23/03/2006

DANGER, et si on en parlait......

                                   

La Libre - 17-03-2006  (quelques extraits)


Adosfolies
Les élèves de la 5e Economie/Latin/Maths de l'Institut
Notre-Dame à Anderlecht

Les jeunes ne sont pas seulement accros à la cigarette.

Il y a aussi l'alcool,les jeux, le cannabis, l'ecstasy, les nouvelles technologies, etc.
Pour certains, il peut s'agir de véritables dépendances,

avec de graves conséquences à la clé.

Petit tour d'horizon.

De nos jours, tout le monde pense que le tabac est la
dépendance la plus répandue chez les jeunes.

Elle n'est pas la seule.
Consommateurs aujourd'hui et
détenteurs d'un pouvoir d'achat demain,

les jeunes sont insidieusement
poussés à des consommations diverses,

qui, si elles ne sont pas correctement gérées,
peuvent entraîner une dépendance.

 

Evidemment, des lois existent pour protéger les mineurs.

Mais en pratique, la réalité est toute autre: les jeunes
consomment du tabac, de l'alcool, du cannabis ou de l'ecstasy,

jouent au Lotto
ou parient sur des matchs de foot,

et consacrent de plus en plus d'argent

en nouvelles technologies.

1 Le tabac.

 

Bien que leurs ventes aient diminué de 7,6pc en 2004,

le nombre de jeunes fumeurs ne cesse d'augmenter en Belgique.
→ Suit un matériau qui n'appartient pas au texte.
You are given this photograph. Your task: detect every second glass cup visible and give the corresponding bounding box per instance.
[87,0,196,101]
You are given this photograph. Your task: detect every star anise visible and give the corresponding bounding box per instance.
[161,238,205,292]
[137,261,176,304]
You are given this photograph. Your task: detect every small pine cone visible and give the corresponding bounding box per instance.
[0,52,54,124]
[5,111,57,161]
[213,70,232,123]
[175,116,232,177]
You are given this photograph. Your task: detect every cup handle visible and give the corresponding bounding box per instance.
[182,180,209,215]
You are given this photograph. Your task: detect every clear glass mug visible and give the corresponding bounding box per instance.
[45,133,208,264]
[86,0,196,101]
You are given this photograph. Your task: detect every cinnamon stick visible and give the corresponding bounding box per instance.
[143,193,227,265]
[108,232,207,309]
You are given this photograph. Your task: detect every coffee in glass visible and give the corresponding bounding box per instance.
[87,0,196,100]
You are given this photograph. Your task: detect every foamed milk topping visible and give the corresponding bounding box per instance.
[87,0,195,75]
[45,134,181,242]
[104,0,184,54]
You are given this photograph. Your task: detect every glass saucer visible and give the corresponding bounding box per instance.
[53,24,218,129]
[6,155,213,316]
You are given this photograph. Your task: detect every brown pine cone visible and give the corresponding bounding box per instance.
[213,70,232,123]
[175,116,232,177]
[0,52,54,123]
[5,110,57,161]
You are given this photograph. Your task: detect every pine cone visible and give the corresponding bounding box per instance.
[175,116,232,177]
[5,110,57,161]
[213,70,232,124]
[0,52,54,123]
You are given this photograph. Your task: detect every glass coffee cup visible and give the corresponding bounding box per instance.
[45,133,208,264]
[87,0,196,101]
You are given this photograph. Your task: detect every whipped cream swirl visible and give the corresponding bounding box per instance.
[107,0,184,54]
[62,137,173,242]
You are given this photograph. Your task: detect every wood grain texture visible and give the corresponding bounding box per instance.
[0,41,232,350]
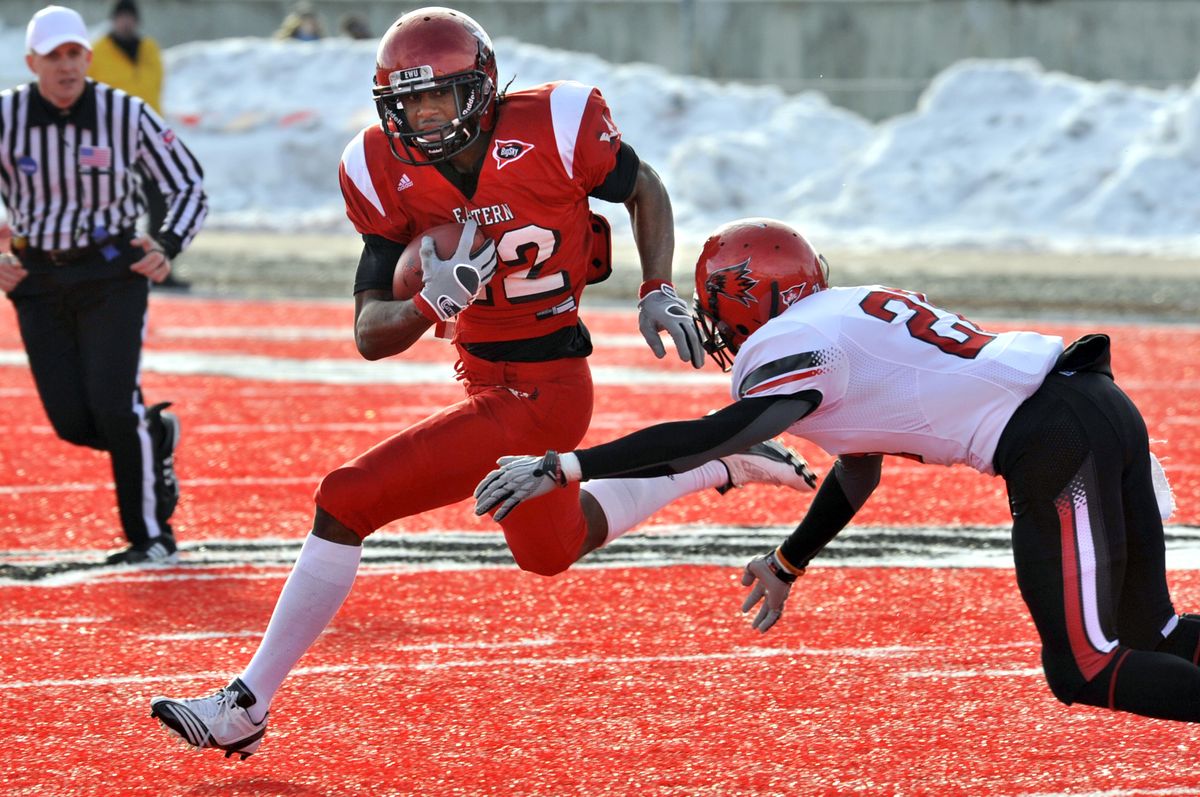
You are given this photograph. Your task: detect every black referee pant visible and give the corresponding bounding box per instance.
[10,242,174,547]
[995,340,1200,721]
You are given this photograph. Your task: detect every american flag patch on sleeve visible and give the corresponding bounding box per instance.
[79,146,113,169]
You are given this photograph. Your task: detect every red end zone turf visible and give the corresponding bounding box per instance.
[0,296,1200,796]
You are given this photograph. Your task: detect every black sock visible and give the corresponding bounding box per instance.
[1075,648,1200,723]
[1154,615,1200,664]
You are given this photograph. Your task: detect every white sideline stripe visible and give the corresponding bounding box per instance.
[0,349,730,390]
[0,636,558,691]
[142,628,272,642]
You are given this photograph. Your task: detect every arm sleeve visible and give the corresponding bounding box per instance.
[588,142,642,203]
[138,101,209,258]
[779,454,883,570]
[575,396,816,480]
[354,234,407,293]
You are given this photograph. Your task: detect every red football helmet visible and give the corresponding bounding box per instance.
[694,218,829,371]
[373,6,497,166]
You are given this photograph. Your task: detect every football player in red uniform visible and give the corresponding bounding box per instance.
[151,8,815,757]
[475,218,1200,721]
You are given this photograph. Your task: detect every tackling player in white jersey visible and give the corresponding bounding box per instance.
[475,218,1200,721]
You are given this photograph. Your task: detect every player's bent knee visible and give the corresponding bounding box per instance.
[512,551,575,577]
[313,465,382,539]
Les chiffres sont effrayants:
la prévalence tabagique chez les jeunes

de 17 ans est passée de 25 à 39 pc entre 2003 et 2004

et plus de 8 jeunes fumeurs sur 10 se disent dépendants.
Selon les enquêtes du CRIOC (Centre de recherche et
d'information des organisations de consommateurs),

c'est à 13 ans en moyenne que les jeunes
grillent leur première cigarette.

 

2 L'alcool.

 

Selon une étude menée en 2005 par le Crioc,

45 pc des garçons et environ 36 pc des filles de 10 à 17 ans

consomment régulièrement de l'alcool,
c'est-à-dire au moins une fois par semaine.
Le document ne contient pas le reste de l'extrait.